Promotie en gebruik van Britse producten is ook een hoofddoel van de show en we vonden in overvloed grote standen met o. a. Britse kazen, cider (er was zelfs een locale cider genaamd Cat Piss!), vlees, gebakjes, … Op deze plaatsen kan je telkens een lekkere degustatie nemen. Hier vond ik een van mijn favorieten: een stand van Copella, een klein Engels bedrijf dat hemels appelsap maakt. Dit bedrijfje uit het landelijke Suffolk zorgt al ongeveer 40 jaar voor een drankje dat toch nog altijd een tikkeltje beter blijft dan wat er hier op de markt is. De naam Copella is uitgevonden door de stichters: een combinatie van een Engelse appelsoort die ze gebruiken: Cox’s Orange Pippin, samen met een deel van de naam van hun dochter (Carmella).

Veel tentoonstellingen gaan in enorm grote tenten door: de grote bloemenshow, ambachten en de niet weg te denken vrouwen van het Women’s Institute met hun zelfgemaakte gebakjes, confituren en chutneys.

Wedstrijden in schaapscheren en het fabriceren van het beste hoefijzer op een werkpaard gaat samen met leuke interactieve opdrachten voor kinderen. Terwijl je rondloopt, kan je ook in veel tentjes allerlei voeding, van de bekende hamburger tot de oerdegelijke Cornish pie, kopen. Je kan het ook allemaal degusteren bij een van de vele bandstandjes met leuke muziek.

Op deze shows zorgt het leger ook altijd voor specifieke optredens. We zagen legercadetten gewikkeld in een competitie tussen 4 teams om als eerste een jeep totaal te demonteren en weer in elkaar te zetten.

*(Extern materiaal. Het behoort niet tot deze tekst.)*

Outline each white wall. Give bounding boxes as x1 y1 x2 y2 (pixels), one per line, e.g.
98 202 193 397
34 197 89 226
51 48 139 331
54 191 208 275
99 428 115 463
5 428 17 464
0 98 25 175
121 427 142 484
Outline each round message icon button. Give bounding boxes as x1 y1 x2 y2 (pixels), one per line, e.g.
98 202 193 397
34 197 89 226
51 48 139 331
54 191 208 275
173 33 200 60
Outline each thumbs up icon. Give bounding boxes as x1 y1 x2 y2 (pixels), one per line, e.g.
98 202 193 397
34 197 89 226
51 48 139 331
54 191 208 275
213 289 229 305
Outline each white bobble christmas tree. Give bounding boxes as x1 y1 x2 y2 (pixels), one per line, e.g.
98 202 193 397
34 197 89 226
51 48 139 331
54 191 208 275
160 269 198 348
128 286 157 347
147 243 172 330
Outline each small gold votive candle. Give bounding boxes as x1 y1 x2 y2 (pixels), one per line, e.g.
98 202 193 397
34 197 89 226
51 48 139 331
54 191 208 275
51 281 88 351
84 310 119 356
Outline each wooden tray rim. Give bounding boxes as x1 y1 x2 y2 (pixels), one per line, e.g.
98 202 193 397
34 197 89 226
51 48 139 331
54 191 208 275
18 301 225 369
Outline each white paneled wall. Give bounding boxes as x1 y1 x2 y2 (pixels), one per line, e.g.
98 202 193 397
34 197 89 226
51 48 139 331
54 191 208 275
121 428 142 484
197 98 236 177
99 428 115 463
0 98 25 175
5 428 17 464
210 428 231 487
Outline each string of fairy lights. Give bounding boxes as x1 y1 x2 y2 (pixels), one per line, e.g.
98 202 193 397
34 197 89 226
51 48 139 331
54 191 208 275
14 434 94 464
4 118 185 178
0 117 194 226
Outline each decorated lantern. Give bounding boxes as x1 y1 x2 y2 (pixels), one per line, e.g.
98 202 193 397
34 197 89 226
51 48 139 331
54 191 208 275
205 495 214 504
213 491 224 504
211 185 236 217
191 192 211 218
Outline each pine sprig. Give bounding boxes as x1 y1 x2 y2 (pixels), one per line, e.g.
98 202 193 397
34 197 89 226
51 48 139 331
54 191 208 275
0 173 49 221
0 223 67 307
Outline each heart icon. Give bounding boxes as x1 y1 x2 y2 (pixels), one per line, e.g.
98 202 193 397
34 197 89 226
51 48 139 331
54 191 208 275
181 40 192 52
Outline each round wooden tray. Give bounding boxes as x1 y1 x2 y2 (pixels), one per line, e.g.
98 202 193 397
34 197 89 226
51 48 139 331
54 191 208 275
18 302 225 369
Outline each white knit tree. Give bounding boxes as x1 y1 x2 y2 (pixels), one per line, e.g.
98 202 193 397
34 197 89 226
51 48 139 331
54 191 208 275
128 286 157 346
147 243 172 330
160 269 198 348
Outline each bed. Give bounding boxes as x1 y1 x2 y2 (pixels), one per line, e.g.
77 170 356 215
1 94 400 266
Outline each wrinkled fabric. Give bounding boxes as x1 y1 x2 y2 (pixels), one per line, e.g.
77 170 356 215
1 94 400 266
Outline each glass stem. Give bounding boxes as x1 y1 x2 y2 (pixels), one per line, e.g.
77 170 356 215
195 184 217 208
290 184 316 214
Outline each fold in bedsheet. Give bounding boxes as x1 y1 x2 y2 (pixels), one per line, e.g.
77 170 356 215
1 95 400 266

Een puik staaltje van teamwork! Een eenheid van de lichte cavalerie toonde haar bekwaamheid door lange lansen in precisiedoelwitten te mikken en het muzikale intermezzo kwam van de ‘Band of the Royal Corps of Signals’. Zeer spectaculair vond ik ook een display van ruiters met een meute jachthonden.

DSC_0132DSC_0108DSC_0146

Kleding was er ook veelvuldig te koop. De oerdegelijke countryside merken waren er allemaal. Verder zijn er voor de specialisten ook nog de tentoonstellingen van allerlei machines met betrekking tot land en tuinbouw, van de gewone spade tot de majestueuze tractors van het prestigieuze JCB merk (ik liet me wijsmaken dat JBC staat voor John Cyril Bampton, de stichter van JCB).

Een goede raad: ga je naar een grote ‘Agricultural Show’ en je hebt pech met het weer, laat je niet afschrikken, maar draag zeker gummilaarzen of ‘wellingtons’ zoals de Britten zeggen. Zo geraak je overal!